The purpose of the visit was to provide the ASD opportunities to meet key leaders and learn more about the many military medicine organizations who serve together on the base. His planned stops also included the Brooke Army Medical Center, the Medical Education and Training Campus, and the Naval Medical Forces Support Command.

As the Health Advisor to the Secretary of Defense, each command was encouraged to highlight the unique capabilities that support military medical training or healthcare delivery. The ASD was also interested in seeing how commands are operating in the COVID environment.

Army Maj. Gen. Dennis LeMaster, MEDCoE commander, led the tour of the Combat Paramedic simulation scenario training and an overview of the Army’s Flight Paramedic Program.

The ASD also learned more about the new Combat Medical Specialist Training Program, a 30-week pilot program that began in January 2020 and graduated its first class in August; and how the Combat Medic training program adapted to thrive despite the added challenges of COVID-19.

The CMSTP rapidly transformed training to a blended learning environment due to the COVID-19 pandemic. A true collaboration as the team is consists of both military service members and civilian personnel.
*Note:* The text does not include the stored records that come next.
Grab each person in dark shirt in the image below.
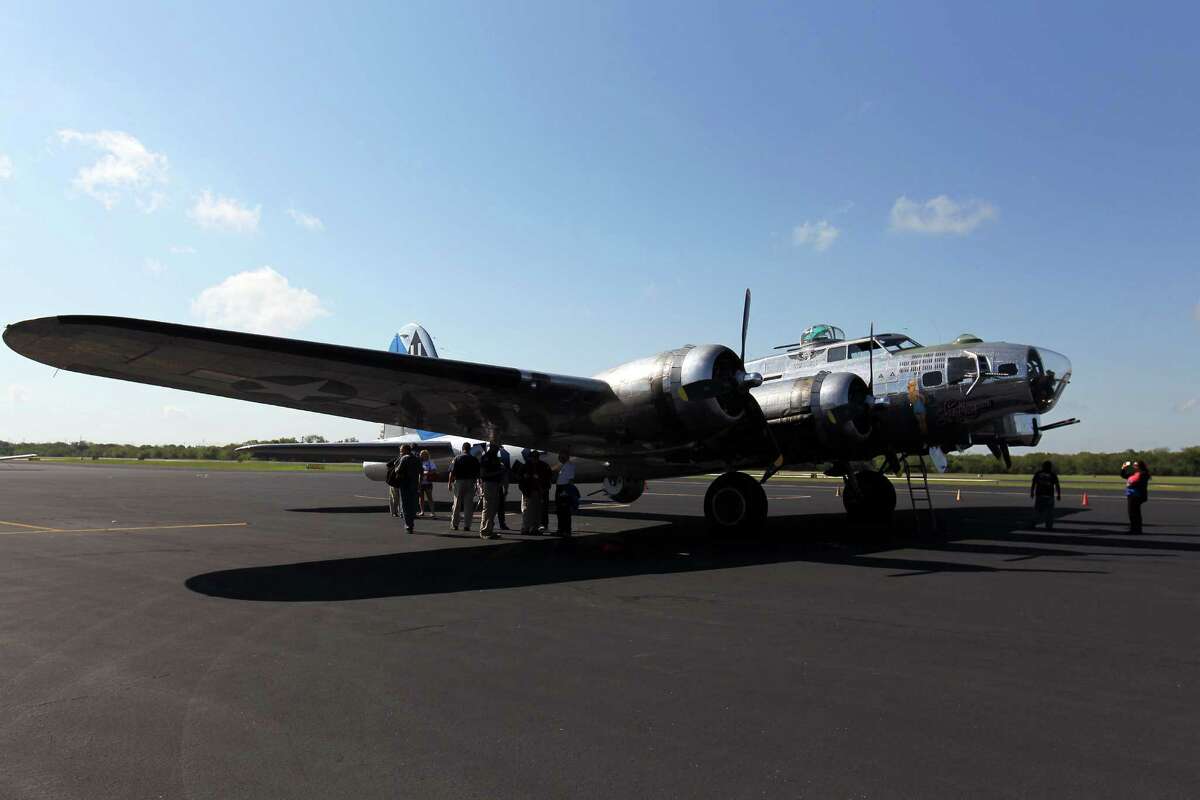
[1121,461,1150,535]
[1030,461,1062,530]
[520,450,554,535]
[449,441,479,530]
[496,445,512,530]
[396,445,422,533]
[479,444,504,539]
Military cadre and students are assigned to the MEDCoE and the U.S. Army Training and Doctrine Command, while civilian personnel are assigned to the METC under Defense Health Agency.

In addition to changing their delivery methods, the CMSTP team focused on improving attrition rates and developed a new refresher course for students finding the National Registry of Emergency Medicine Technicians content difficult to master. The refresher course decreased the course Army combat medic attrition rate by over 90 percent. This change saved tens of thousands of dollars by graduating soldiers into the operational force who would have otherwise been reclassified or become a loss to the Army.
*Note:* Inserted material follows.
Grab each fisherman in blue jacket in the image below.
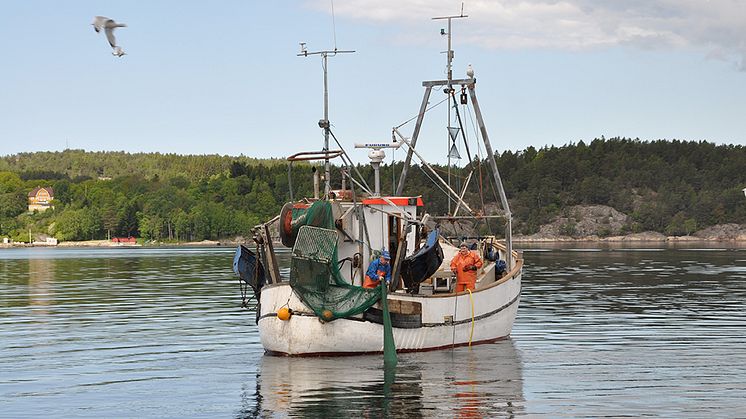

During the pandemic, MEDCoE has graduated nearly 13,000 students in more than 600 courses. They safely moved nearly 7,000 Advanced Individual Training (AIT) soldiers of varying medical military occupational specialties in and out of the training pipeline on JBSA without a single instance of sending a COVID-19 positive student to a follow-on unit of assignment.

In addition to MEDCoE, BAMC, METC and NMFSC, the ASD visited several other medical organizations including the 59th Training Group and medical AIT students at JBSA-Lackland. He met with the commander for U.S. Army North and the commander for U.S. Army Installation Management Command.